Phosphodiesterase inhibitors

Roflumilast (Daliresp) is an oral phosphodiesterase 4 inhibitor approved for treating exacerbations and symptoms of chronic bronchitis in patients with severe COPD (Table 3). Phosphodiesterase 4, one of the 11 isoforms of the enzyme, is found in immune and inflammatory cells and promotes inflammatory responses. Roflumilast has anti-inflammatory properties but no acute bronchodilatory effect.²⁷ Several phase 3 trials found the compound to have beneficial effects.

Calverley et al²⁸ performed two placebo-controlled double-blind trials in outpatients with the clinical diagnosis of COPD who had chronic cough; increased sputum production; at least one recorded exacerbation requiring corticosteroids or hospitalization, or both; and an FEV₁ of 50% or less. Patients were randomized to receive roflumilast 500 μg once a day (n = 1,537) or placebo (n = 1,554) for 1 year. The rate of moderate to severe exacerbations was 1.17 per year with roflumilast vs 1.37 with placebo (P < .0003). Adverse events were significantly more common with roflumilast and were related to the known side effects of the drug, namely, diarrhea, weight loss, decreased appetite, and nausea.

Fabbri et al²⁹ performed two other placebo-controlled double-blind multicenter trials, studying the combinations of roflumilast with salmeterol (Serevent) and roflumilast with tiotropium (Spiriva) compared with placebo in 1,676 patients with COPD who had post-bronchodilator FEV₁ values of 40% to 70% of predicted. The mean prebronchodilator FEV₁ improved by 49 mL (P < .0001) in the salmeterol-plus-roflumilast trial and by 80 mL (P < .0001) in the tiotropium-plus-roflumilast trial compared with placebo. Fewer patients on roflumilast had exacerbations of any severity in both trials (risk ratio 0.82, P = .0419 and risk ratio 0.75, P = .0169, respectively).

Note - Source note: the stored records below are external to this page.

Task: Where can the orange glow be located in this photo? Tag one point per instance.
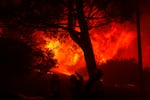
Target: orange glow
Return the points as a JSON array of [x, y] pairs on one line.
[[107, 42]]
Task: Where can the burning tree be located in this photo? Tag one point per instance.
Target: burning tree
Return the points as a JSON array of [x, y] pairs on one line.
[[76, 17]]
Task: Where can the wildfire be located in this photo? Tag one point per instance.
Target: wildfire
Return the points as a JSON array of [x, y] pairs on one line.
[[106, 41]]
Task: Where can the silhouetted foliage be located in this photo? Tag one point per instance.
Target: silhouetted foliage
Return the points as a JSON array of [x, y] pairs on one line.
[[27, 15]]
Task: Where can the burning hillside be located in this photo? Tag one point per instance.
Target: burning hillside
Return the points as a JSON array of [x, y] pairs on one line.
[[114, 41]]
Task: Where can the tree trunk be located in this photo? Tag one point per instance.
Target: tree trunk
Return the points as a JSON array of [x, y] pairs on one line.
[[82, 38]]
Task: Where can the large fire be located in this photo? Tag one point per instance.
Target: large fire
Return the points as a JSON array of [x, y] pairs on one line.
[[109, 42]]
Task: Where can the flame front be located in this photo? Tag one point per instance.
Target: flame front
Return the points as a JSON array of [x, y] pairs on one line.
[[107, 42]]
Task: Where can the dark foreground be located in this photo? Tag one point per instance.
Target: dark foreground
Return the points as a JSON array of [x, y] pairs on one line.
[[40, 89]]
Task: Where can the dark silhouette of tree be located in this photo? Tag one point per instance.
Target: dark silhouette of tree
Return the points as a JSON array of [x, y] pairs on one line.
[[69, 15]]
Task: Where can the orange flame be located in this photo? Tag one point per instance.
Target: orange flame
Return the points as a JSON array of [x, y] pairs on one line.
[[107, 42]]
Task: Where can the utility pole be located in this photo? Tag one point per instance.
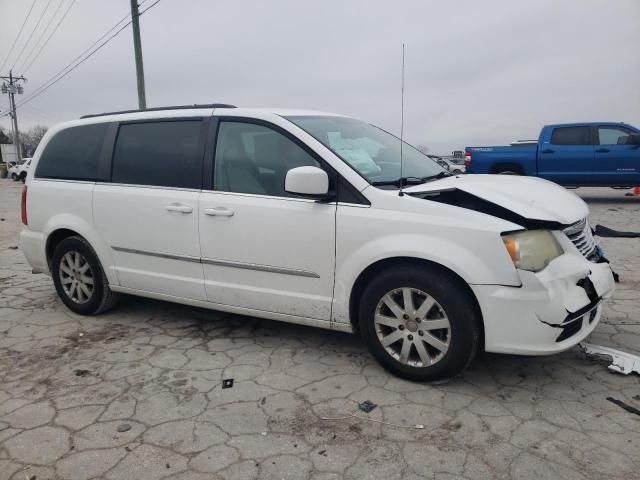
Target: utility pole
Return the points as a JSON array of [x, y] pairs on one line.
[[12, 88], [137, 47]]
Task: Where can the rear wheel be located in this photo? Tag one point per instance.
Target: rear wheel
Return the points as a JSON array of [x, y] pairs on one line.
[[420, 322], [79, 278]]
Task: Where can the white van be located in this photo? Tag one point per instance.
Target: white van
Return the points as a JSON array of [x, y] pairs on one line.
[[303, 217]]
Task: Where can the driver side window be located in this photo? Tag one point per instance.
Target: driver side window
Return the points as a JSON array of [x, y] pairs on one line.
[[252, 158]]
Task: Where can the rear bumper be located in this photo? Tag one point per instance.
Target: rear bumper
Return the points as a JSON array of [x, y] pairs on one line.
[[33, 247], [552, 311]]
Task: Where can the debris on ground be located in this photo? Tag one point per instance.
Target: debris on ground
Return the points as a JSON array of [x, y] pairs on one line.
[[621, 362], [367, 406], [602, 231], [353, 414], [624, 406]]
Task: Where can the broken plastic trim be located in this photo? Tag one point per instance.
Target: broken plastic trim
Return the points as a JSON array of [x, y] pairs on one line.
[[462, 199]]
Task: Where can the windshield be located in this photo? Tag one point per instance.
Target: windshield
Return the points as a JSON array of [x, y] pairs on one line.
[[369, 150]]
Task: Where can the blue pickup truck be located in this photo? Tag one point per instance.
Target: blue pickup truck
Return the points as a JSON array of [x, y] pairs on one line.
[[575, 154]]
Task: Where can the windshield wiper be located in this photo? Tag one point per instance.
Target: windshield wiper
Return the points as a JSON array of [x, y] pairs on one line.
[[436, 176], [411, 180]]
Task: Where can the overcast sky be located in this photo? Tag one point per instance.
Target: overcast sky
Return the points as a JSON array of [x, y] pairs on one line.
[[477, 72]]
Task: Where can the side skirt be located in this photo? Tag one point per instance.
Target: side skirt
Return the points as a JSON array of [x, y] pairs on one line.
[[280, 317]]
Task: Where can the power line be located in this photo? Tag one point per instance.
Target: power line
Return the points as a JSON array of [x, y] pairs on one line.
[[59, 76], [60, 72], [42, 34], [18, 36], [31, 34], [46, 42]]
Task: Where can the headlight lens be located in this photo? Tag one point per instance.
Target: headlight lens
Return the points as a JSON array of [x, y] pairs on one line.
[[532, 250]]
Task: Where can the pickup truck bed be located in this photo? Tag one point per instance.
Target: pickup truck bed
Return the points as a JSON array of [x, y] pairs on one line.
[[595, 154]]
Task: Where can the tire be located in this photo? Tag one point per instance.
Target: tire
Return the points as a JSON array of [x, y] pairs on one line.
[[448, 350], [75, 264]]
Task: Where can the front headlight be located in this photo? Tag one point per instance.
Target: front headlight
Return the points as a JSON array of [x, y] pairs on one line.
[[532, 250]]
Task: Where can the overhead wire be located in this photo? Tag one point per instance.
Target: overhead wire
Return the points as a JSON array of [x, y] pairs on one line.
[[31, 34], [79, 59], [17, 36], [43, 32], [70, 67], [46, 42]]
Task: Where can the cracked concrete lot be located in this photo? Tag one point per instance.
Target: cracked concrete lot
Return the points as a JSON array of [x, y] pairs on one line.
[[137, 393]]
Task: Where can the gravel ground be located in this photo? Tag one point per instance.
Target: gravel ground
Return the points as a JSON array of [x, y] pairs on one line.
[[137, 393]]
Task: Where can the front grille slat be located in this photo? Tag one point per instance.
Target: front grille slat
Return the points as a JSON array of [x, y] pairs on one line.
[[581, 236]]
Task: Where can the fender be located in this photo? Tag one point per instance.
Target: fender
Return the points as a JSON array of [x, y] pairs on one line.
[[491, 266]]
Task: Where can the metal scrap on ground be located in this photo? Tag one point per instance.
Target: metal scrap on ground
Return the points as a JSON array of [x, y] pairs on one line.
[[621, 362]]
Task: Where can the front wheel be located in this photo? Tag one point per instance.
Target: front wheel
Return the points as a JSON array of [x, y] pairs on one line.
[[79, 278], [420, 323]]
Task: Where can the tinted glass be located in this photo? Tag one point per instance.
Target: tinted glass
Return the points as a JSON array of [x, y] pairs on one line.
[[165, 154], [252, 158], [571, 136], [73, 153], [612, 135], [369, 150]]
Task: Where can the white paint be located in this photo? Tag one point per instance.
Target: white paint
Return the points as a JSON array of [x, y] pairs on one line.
[[198, 236]]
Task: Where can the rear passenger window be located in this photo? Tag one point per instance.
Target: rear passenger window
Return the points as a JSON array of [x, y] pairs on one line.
[[252, 158], [73, 153], [165, 154], [613, 135], [571, 136]]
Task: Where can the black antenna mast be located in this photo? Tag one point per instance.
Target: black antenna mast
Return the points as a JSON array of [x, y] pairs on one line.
[[400, 193]]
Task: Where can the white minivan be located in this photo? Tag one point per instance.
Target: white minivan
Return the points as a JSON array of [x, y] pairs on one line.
[[312, 218]]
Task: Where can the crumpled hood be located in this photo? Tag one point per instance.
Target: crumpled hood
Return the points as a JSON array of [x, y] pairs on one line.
[[530, 197]]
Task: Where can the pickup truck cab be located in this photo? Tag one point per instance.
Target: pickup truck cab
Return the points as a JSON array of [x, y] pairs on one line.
[[576, 154], [303, 217]]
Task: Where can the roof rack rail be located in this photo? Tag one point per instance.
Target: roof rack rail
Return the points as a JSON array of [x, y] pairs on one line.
[[155, 109]]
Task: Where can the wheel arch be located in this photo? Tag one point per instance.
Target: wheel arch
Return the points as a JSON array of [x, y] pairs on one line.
[[65, 226], [377, 267]]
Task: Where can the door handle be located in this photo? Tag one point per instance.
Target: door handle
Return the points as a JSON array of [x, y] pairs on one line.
[[218, 212], [176, 207]]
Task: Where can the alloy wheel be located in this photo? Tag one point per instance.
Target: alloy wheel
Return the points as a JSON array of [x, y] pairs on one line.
[[412, 327], [76, 277]]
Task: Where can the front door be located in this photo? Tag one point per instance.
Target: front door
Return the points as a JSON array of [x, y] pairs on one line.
[[262, 248], [566, 156], [148, 213], [616, 162]]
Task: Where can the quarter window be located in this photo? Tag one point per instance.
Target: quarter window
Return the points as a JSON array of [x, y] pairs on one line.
[[166, 154], [571, 136], [252, 158], [612, 136], [73, 153]]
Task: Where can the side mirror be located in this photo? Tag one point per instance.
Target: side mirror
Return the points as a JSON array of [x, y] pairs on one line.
[[633, 139], [310, 182]]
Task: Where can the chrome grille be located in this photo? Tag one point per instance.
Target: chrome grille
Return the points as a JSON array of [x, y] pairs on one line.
[[582, 237]]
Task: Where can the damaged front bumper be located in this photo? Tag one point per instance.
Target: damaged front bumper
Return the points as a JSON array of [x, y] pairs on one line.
[[551, 311]]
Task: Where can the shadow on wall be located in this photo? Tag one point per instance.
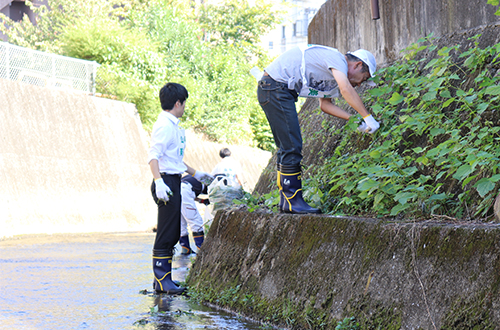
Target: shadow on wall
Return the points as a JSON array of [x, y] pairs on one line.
[[203, 155]]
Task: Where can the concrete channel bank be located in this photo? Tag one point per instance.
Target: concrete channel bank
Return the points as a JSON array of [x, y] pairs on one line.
[[309, 271]]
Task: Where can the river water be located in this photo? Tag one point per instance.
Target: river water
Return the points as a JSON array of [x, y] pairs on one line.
[[95, 281]]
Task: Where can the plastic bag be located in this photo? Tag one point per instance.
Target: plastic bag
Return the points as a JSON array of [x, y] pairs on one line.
[[222, 191]]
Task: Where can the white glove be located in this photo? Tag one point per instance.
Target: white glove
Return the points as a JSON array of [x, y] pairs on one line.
[[371, 123], [201, 176], [362, 128], [162, 190]]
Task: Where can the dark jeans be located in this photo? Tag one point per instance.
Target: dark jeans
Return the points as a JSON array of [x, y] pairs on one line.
[[278, 102], [169, 215]]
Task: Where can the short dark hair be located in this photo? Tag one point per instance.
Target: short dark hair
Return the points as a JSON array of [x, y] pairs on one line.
[[352, 58], [171, 93], [224, 152]]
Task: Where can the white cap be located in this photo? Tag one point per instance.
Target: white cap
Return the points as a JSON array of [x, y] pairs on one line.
[[367, 58]]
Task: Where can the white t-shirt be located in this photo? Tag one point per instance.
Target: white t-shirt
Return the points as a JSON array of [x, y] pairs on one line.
[[318, 62], [228, 166], [168, 144]]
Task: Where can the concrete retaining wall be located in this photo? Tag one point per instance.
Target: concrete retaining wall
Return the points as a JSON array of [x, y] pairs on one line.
[[308, 272], [71, 163], [347, 25]]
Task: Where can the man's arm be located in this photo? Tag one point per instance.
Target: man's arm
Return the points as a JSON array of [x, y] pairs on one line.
[[327, 106], [349, 94], [155, 168]]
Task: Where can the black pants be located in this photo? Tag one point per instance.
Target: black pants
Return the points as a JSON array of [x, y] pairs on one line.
[[278, 103], [169, 215]]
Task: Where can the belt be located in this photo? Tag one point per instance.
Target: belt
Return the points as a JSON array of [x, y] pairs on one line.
[[177, 175]]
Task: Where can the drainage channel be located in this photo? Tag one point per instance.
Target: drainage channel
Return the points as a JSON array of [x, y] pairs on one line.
[[95, 281]]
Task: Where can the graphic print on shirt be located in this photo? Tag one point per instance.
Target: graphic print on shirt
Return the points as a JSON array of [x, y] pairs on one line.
[[182, 141]]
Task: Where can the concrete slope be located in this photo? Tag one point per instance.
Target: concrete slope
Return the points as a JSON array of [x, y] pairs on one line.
[[309, 272], [71, 163]]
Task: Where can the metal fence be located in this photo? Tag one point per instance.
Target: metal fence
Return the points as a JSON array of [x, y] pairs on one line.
[[44, 69]]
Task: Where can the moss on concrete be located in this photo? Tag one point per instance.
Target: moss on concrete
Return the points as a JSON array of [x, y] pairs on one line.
[[309, 272]]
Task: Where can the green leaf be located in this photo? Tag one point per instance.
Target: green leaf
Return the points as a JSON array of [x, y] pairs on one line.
[[492, 90], [367, 184], [403, 197], [482, 107], [462, 172], [447, 103], [377, 91], [377, 199], [436, 131], [495, 178], [396, 98], [438, 197], [484, 186], [429, 96], [375, 154], [398, 208]]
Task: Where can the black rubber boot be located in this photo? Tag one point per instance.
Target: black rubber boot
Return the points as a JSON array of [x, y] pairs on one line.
[[290, 186], [199, 237], [162, 269], [186, 248]]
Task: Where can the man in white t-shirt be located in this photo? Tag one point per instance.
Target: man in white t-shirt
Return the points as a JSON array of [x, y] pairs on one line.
[[313, 71], [166, 161]]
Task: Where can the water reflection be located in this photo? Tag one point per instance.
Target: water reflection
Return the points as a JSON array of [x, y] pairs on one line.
[[94, 282]]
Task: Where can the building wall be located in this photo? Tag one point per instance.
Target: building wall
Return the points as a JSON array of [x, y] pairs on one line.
[[292, 32], [347, 25]]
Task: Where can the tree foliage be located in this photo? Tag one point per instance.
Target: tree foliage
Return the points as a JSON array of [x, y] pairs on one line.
[[142, 44]]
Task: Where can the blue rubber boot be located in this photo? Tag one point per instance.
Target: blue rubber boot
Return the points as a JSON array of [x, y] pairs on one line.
[[199, 237], [186, 248], [290, 186], [162, 269]]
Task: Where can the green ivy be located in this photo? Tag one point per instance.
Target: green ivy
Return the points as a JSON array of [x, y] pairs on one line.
[[437, 150]]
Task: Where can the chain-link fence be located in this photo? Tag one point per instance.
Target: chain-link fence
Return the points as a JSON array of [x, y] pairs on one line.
[[44, 69]]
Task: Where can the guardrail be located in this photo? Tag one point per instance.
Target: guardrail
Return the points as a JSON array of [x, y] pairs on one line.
[[45, 69]]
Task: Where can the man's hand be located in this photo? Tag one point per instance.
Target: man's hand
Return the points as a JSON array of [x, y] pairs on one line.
[[202, 200], [371, 124], [162, 190], [362, 128], [203, 176]]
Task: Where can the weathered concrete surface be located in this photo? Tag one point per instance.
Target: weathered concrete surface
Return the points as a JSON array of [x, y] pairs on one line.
[[71, 163], [347, 25], [315, 269]]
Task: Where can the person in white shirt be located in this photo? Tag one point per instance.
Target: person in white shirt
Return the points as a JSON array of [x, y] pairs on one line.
[[312, 71], [228, 166], [165, 158], [190, 216]]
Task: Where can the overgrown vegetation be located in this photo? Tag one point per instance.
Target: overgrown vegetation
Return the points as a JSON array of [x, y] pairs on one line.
[[437, 151], [142, 44]]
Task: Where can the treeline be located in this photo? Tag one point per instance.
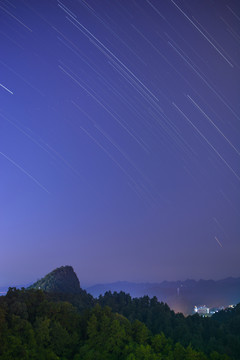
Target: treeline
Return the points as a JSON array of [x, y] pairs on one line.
[[34, 325], [219, 333]]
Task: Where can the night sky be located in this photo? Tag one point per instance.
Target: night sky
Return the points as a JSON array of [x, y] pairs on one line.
[[119, 139]]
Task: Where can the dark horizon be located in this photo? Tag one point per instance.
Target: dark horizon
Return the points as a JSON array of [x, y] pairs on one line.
[[119, 141]]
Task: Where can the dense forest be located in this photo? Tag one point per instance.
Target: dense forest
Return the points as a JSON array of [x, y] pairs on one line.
[[39, 325]]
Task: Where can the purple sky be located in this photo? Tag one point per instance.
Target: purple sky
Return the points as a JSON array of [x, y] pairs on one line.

No trial has yet addressed whether roflumilast is better than the combination of a long-acting muscarinic antagonist and a beta agonist, or whether roflumilast can be substituted for inhaled corticosteroids in a new triple-therapy combination. Clinicians should also be aware of psychiatric side effects of roflumilast, which include depression and, possibly, suicide.